Aan het eind van de oorlog stonden er van Noorwegen tot en met Frankrijk ongeveer zeventienduizend Ständige bunkers langs de kust, waarvan meer dan tweeduizend in Nederland. Het aantal bouwwerken van dunwandig beton of baksteen was echter het tienvoudige. Er waren namelijk te weinig grondstoffen, materiaal en arbeiders om in de Atlantikwall alleen maar bomvrije gewapend betonnen St.-bunkers te bouwen met muur- en dakdikte van twee meter.

Eenvoudige plattegronden met doorsneden hielpen tijdens veldverkenningen om juiste keuzes te maken (bron: Nationaal Archief).

Perlenschnur

De Duitsers concentreerden de betonnen bunkers, bakstenen bouwwerken en veldstellingen zoals loopgraven en schuttersputjes in met prikkeldraad omheinde steunpunten. Zoals elke bunker een bepaalde functie had, kreeg ook ieder steunpunt een eigen rol in de kustverdediging. Er waren onder andere commandoposten, verbandplaatsen, geschutsbatterijen, infanterie gevechtsstellingen, vliegvelden en radarcomplexen. De steunpunten noemden de Duitsers Stützpunkte of Widerstandnester. Hiertussen lagen versperringen, mijnenvelden, tankmuren en tankgrachten. Op die manier werd een keten van naast elkaar gelegen steunpunten één langgerekte verdedigingslinie, maar daarmee geen muur zoals de naam Atlantikwall suggereert. Dat was puur een propagandaterm. De Duitsers noemden de Atlantikwall wel eens een Perlenschnur, een ketting waarvan de aaneengeregen parels nu uit bunkers bestonden.
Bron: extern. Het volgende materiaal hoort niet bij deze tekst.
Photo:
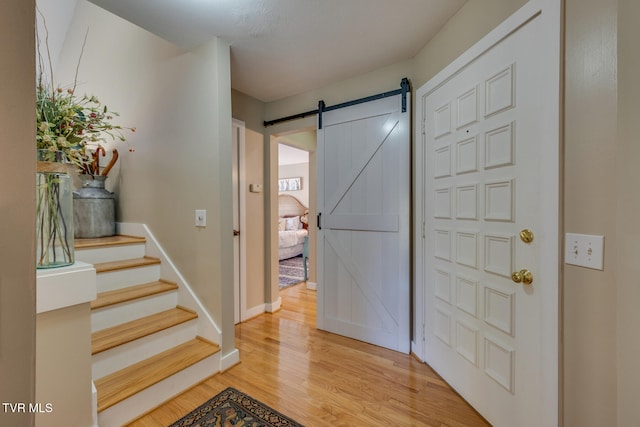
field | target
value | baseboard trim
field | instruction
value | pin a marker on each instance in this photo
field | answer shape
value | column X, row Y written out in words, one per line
column 253, row 312
column 272, row 307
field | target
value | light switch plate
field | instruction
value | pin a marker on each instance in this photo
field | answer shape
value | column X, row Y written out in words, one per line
column 584, row 250
column 201, row 218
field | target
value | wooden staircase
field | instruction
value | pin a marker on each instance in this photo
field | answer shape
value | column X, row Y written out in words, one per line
column 145, row 346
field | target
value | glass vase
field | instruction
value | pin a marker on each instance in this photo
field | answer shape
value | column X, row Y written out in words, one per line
column 54, row 212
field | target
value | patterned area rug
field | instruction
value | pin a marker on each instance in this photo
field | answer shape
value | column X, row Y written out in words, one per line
column 291, row 272
column 234, row 408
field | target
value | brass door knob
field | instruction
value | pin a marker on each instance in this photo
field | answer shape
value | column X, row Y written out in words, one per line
column 522, row 276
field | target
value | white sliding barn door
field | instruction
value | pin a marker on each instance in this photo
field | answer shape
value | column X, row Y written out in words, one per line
column 364, row 205
column 490, row 175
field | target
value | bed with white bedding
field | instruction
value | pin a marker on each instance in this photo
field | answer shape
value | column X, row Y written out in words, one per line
column 292, row 230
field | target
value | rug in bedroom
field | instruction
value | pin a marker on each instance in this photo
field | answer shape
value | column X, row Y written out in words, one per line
column 232, row 407
column 291, row 272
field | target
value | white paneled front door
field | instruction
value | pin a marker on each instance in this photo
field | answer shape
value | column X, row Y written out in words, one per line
column 364, row 228
column 489, row 186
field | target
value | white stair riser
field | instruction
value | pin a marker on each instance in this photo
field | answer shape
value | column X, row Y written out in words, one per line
column 118, row 279
column 110, row 253
column 120, row 357
column 113, row 315
column 142, row 402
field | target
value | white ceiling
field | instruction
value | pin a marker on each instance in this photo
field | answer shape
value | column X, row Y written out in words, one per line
column 281, row 48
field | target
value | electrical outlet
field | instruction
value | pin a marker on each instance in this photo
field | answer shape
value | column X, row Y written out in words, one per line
column 584, row 250
column 201, row 218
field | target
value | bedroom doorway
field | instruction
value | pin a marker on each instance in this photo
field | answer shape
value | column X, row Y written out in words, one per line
column 293, row 214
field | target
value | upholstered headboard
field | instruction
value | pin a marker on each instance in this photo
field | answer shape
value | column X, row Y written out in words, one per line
column 289, row 206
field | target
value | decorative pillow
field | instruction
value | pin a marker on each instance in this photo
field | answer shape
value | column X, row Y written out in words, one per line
column 293, row 223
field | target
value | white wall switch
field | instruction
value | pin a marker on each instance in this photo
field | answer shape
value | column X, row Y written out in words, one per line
column 201, row 218
column 584, row 250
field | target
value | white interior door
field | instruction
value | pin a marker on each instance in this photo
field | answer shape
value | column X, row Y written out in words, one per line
column 491, row 175
column 239, row 239
column 363, row 237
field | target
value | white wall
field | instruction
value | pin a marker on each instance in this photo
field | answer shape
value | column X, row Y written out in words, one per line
column 17, row 209
column 296, row 170
column 180, row 103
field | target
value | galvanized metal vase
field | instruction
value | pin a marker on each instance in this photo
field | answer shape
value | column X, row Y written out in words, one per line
column 93, row 208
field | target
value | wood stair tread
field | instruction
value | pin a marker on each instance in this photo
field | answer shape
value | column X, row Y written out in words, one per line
column 126, row 332
column 125, row 383
column 103, row 267
column 131, row 293
column 119, row 239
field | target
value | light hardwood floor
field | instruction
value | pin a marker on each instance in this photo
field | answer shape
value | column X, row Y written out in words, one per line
column 322, row 379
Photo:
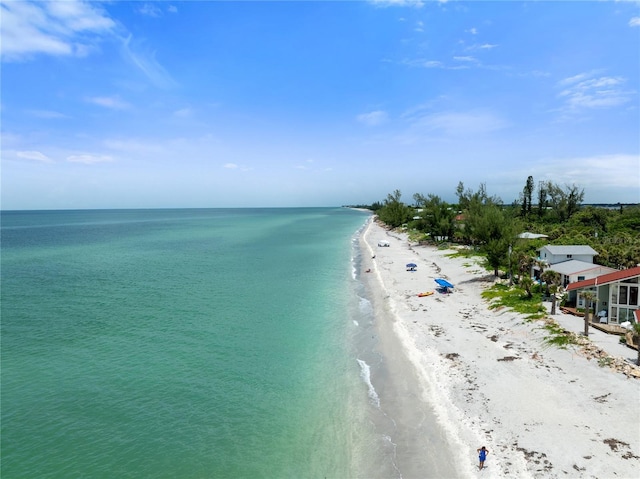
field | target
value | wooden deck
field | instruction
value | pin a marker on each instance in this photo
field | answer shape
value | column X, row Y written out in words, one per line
column 607, row 328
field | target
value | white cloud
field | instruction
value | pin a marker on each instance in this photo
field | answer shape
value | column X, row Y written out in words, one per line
column 398, row 3
column 52, row 28
column 593, row 172
column 582, row 92
column 150, row 10
column 373, row 118
column 89, row 159
column 458, row 123
column 34, row 155
column 113, row 103
column 147, row 63
column 183, row 113
column 47, row 114
column 465, row 59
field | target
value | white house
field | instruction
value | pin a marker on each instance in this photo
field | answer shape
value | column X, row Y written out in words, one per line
column 573, row 262
column 553, row 254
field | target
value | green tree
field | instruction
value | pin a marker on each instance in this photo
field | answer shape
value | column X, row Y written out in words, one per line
column 552, row 279
column 394, row 212
column 438, row 215
column 494, row 232
column 636, row 336
column 527, row 194
column 542, row 199
column 588, row 297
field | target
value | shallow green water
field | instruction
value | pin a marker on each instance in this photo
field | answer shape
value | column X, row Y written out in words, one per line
column 180, row 343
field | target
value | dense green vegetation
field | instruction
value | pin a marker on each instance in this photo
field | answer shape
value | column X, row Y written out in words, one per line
column 491, row 227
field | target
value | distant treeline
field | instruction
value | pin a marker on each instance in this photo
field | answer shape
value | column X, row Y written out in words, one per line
column 492, row 227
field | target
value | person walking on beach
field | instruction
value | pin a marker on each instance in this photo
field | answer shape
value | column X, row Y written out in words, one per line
column 482, row 455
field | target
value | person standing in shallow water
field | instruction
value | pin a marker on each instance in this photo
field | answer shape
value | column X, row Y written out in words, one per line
column 482, row 456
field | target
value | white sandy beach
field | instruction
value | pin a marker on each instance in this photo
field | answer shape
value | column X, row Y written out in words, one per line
column 542, row 411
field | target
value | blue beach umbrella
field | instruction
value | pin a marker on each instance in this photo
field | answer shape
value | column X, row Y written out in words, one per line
column 444, row 283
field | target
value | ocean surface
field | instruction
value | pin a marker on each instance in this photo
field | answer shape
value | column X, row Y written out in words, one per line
column 203, row 343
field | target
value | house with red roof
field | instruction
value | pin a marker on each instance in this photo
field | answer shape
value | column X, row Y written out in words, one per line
column 617, row 296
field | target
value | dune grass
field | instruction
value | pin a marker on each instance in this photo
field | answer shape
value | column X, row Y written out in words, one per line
column 503, row 296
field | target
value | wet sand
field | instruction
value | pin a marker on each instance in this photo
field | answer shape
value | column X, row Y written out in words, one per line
column 486, row 378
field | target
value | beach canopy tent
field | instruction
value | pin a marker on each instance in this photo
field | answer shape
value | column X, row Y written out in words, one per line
column 444, row 283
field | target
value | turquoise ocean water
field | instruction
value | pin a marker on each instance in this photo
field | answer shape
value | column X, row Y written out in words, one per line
column 184, row 344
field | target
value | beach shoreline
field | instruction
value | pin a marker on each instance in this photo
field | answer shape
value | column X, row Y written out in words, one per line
column 488, row 377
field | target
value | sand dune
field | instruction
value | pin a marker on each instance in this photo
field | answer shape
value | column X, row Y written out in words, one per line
column 541, row 411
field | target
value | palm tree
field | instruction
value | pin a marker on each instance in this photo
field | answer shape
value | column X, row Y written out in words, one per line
column 636, row 333
column 552, row 278
column 588, row 297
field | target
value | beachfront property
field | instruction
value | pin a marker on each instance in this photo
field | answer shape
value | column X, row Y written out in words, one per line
column 572, row 262
column 617, row 298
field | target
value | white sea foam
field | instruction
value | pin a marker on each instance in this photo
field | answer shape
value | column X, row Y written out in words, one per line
column 365, row 373
column 365, row 305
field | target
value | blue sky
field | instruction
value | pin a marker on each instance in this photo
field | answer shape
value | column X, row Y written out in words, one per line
column 232, row 104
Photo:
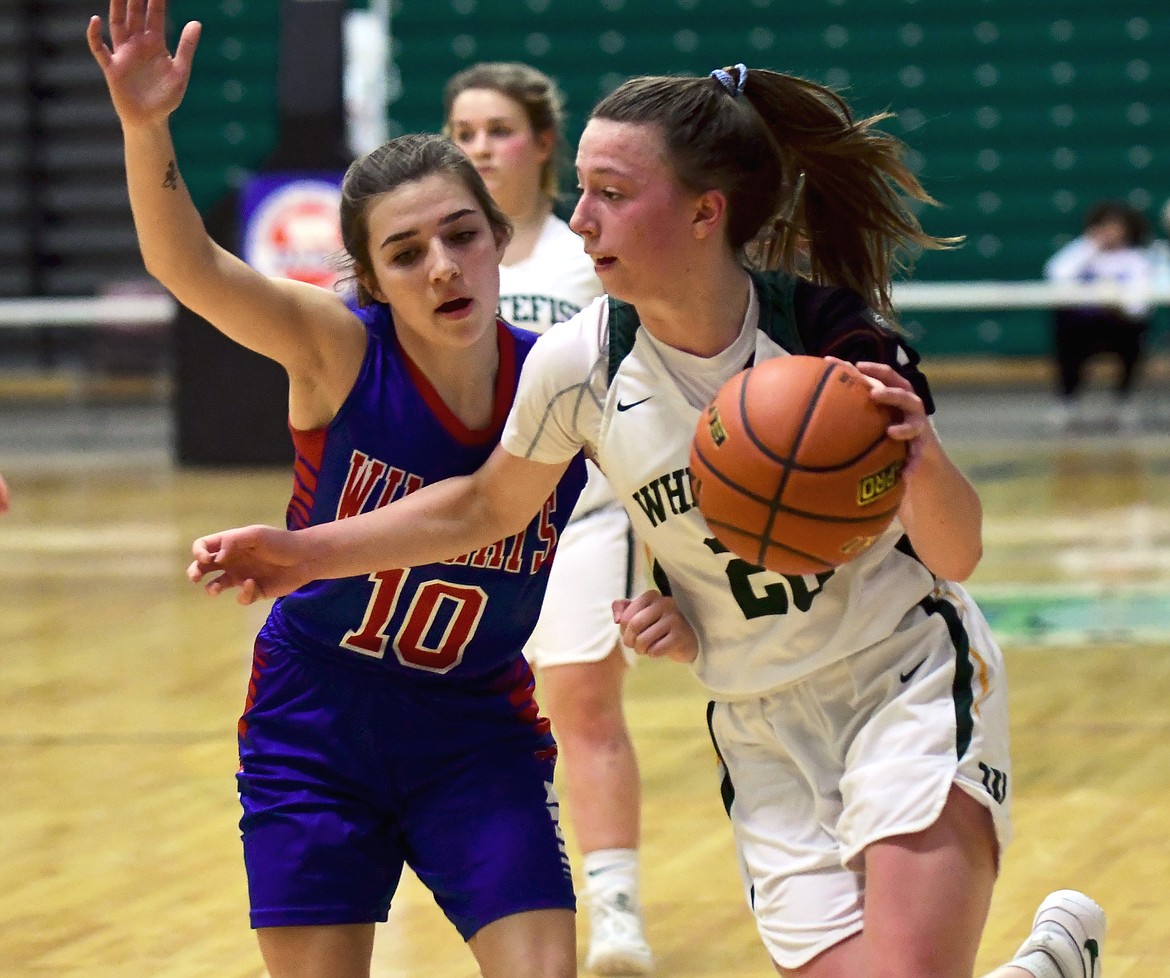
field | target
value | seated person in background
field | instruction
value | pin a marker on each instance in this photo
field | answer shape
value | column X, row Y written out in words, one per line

Duitse plattegrond van een luchtdoelbatterij aan de kust nabij ’s-Gravenzande in het Westland. Alle elementen zijn ingetekend en hun functie benoemd. Aan de landzijde is een mijnenveld geel gearceerd. Deze sloot in het noorden en zuiden aan op Widerstandnester 11 en 12 (bron: Nederlands Instituut Militaire Historie – NIMH).

Clustering

Dikwijls werden steunpunten organisatorisch samengevoegd voor de verdediging van een logisch afgebakend gebied. Voorbeelden hiervan zijn eilanden, havensteden en samenvoegingen van meerdere dorpen zoals Katwijk en Noordwijk, of beide zijden van de Moerdijkbruggen. De strategische samenvoeging tot één groot verdedigingsgebied heette een Stützpunktgruppe of, als het een heel belangrijk gebied was, een Verteidigungsbereich. In Nederland ontstonden meer dan twintig van zulke verdedigingsgebieden. De steunpunten lagen in een ring rondom zo’n gebied, zodat het aan alle kanten was te verdedigen. Steunpunten aan de zeezijde (het Seefront) moesten een geallieerde invasie met schepen vanuit zee tegenhouden en steunpunten aan de landzijde (het Landfront) een aanval met luchtlandingstroepen vanuit het binnenland. Tussen de verdedigingsgebieden lagen kleine kustgedeelten met minder verdedigingswerken, de zogenaamde Freie Küste, zoals die bij Wassenaar. Aan het eind van de oorlog wees Hitler een aantal havengebieden aan als Festung, waaronder Hoek van Holland als poort tot Rotterdam. De militairen mochten zich hier niet overgeven en moesten tot de laatste kogel doorvechten.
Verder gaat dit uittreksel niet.